Gunnar Þorvarðarson

Personal information
- Born: 11 June 1951 (age 74) Iceland
- Nationality: Icelandic
- Listed height: 190 cm (6 ft 3 in)

Career information
- Playing career: 1968–1985
- Position: Forward
- Coaching career: 1982–2006

Career history

As a player:
- 1968–1969: ÍKF
- 1969–1985: Njarðvík

As a coach:
- 1982: Njarðvík
- 1983–1986: Njarðvík
- 1985–1989: Iceland (assistant)
- 1989: Njarðvík
- 1986–1988: Keflavík
- 1990–1992: Grindavík
- 2005–2006: Njarðvík (assistant)

Career highlights
- As player: Úrvalsdeild Domestic Player of the Year (1981); 4× Icelandic Champion (1981, 1982, 1984, 1985); 2× 1. deild winner (1969, 1972); As coach: 3× Icelandic Champion (1984–1986); As assistant coach: Icelandic Champion (2006);

Career coaching record
- Úrvalsdeild karla: 110–41 (.728)

= Gunnar Þorvarðarson =

Icelandic basketball player and coach

Gunnar Þorvarðarson (born 11 June 1951) is an Icelandic former basketball player and coach and a former member of the Icelandic national basketball team.
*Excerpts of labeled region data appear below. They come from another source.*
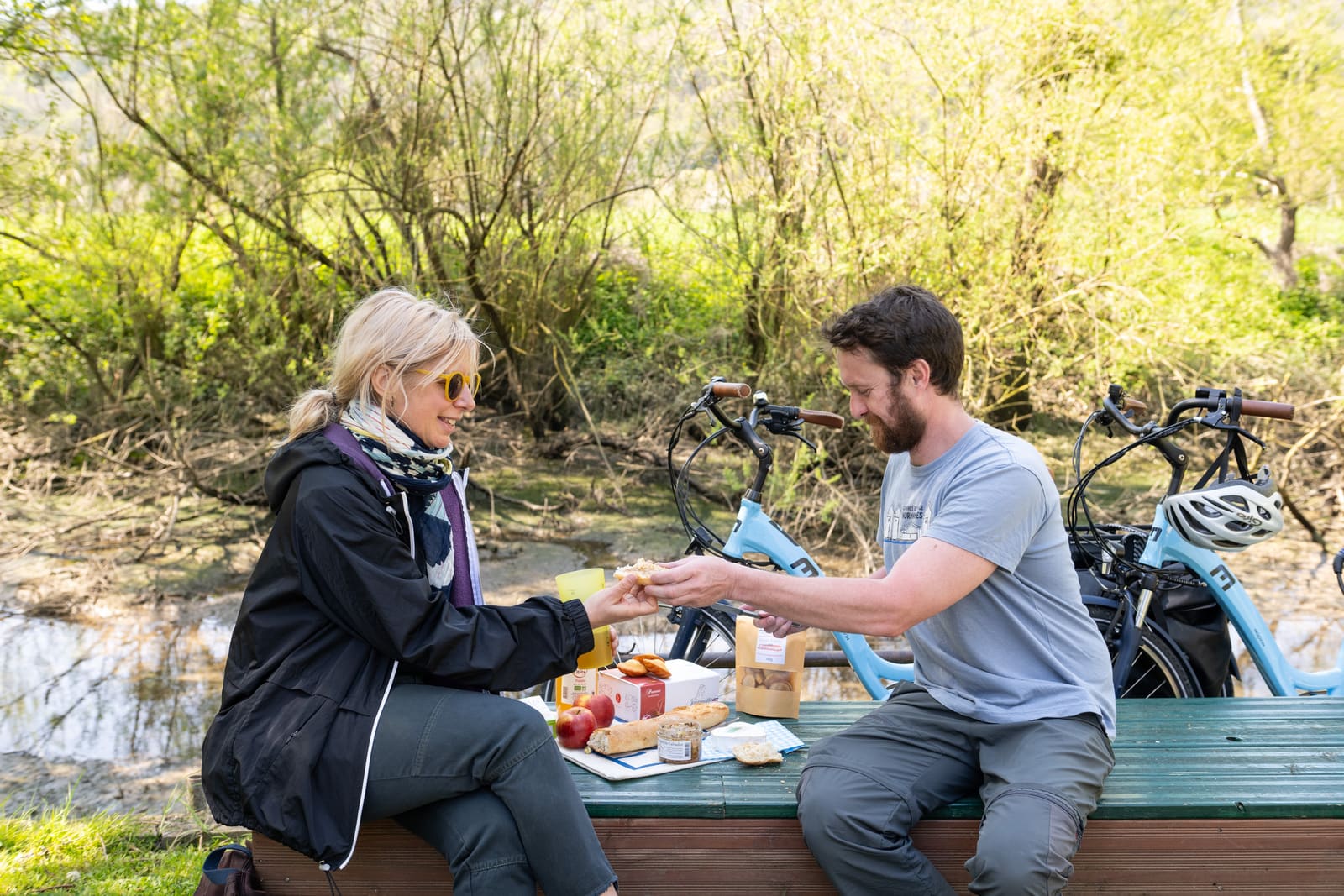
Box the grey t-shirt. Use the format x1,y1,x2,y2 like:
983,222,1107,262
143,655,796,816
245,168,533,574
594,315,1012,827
878,423,1116,736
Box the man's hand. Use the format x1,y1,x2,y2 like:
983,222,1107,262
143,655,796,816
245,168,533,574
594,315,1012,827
583,575,659,629
645,556,742,607
755,612,808,638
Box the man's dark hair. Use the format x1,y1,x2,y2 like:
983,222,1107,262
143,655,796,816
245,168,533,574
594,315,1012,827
822,284,965,396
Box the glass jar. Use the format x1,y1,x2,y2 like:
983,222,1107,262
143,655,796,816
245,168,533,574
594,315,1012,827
659,721,701,766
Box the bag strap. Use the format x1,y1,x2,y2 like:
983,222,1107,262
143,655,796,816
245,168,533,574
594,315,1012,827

As a player and coach, he was a member of six national championships with Njarðvík.

==Career==
Gunnar spent his entire playing career with ÍKF/Njarðvík. In 1983, he became a player-coach for Njarðvík and led the team to three straight national championships. In 1986, he was hired as the head coach of Keflavík. In 1990, Gunnar signed a 2-year contract to coach Grindavík.
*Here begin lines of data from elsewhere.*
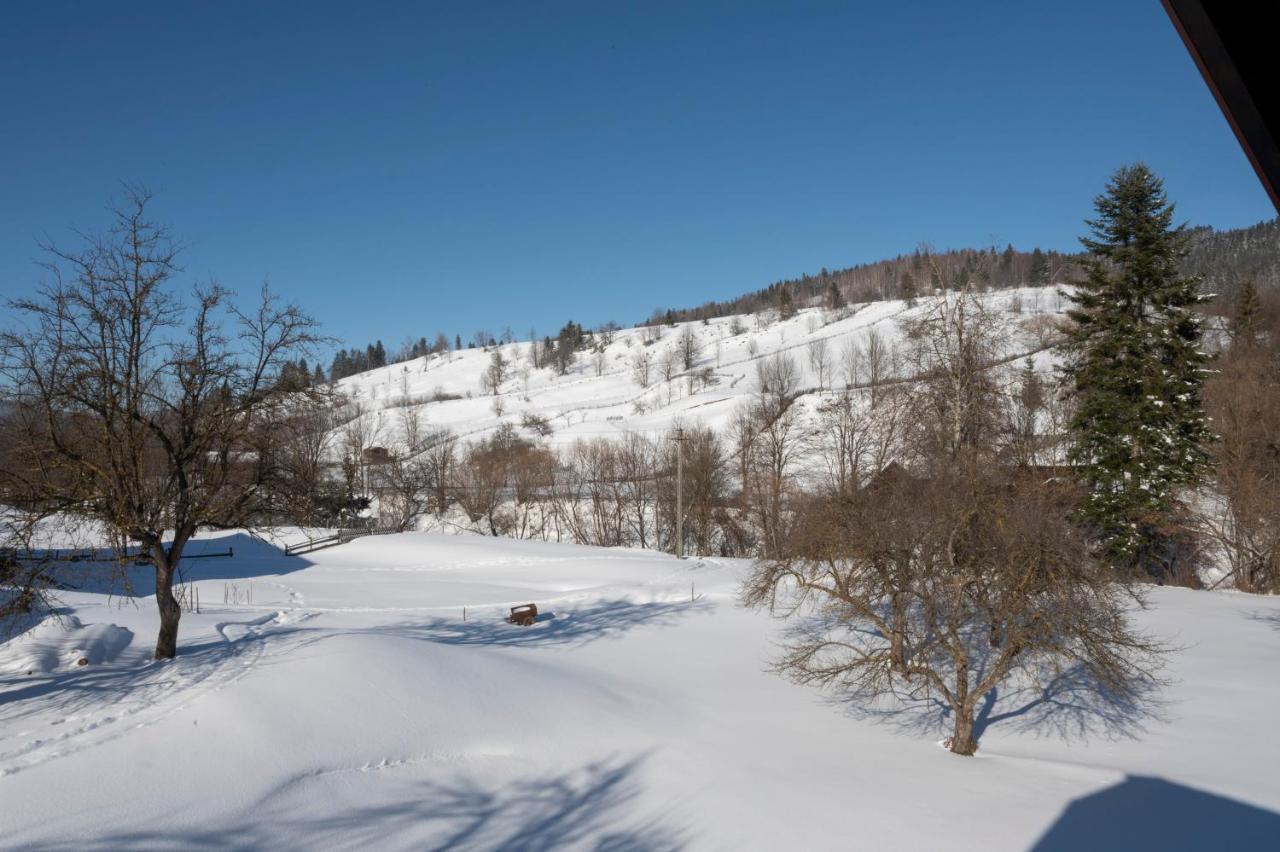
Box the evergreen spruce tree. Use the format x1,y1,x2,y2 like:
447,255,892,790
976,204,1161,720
827,281,845,311
1066,164,1210,573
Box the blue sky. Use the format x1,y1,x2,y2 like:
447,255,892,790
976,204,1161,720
0,0,1274,345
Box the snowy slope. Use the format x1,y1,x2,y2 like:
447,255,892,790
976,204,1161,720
338,287,1065,444
0,533,1280,851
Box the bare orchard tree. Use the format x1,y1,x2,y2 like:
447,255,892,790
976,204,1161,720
755,352,800,417
271,388,340,523
340,399,383,496
744,290,1164,755
480,348,507,394
841,329,897,407
1196,293,1280,594
0,191,325,659
805,388,904,495
631,345,653,388
806,338,831,390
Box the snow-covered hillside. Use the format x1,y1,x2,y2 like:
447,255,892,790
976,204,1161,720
338,287,1065,445
0,533,1280,852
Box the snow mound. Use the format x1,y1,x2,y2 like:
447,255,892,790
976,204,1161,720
0,615,133,674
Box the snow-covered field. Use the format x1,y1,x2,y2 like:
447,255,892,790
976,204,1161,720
0,533,1280,851
338,287,1066,445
In 2005, Gunnar returned to the sidelines as an assistant coach to Einar Árni Jóhannsson with the Njarðvík's team that went on to win the 2006 national championship.

==National team career==
From 1974 to 1981, Gunnar played 69 games for the Icelandic national basketball team.

==Personal life==
Gunnar is the father of former Icelandic national team player Logi Gunnarsson.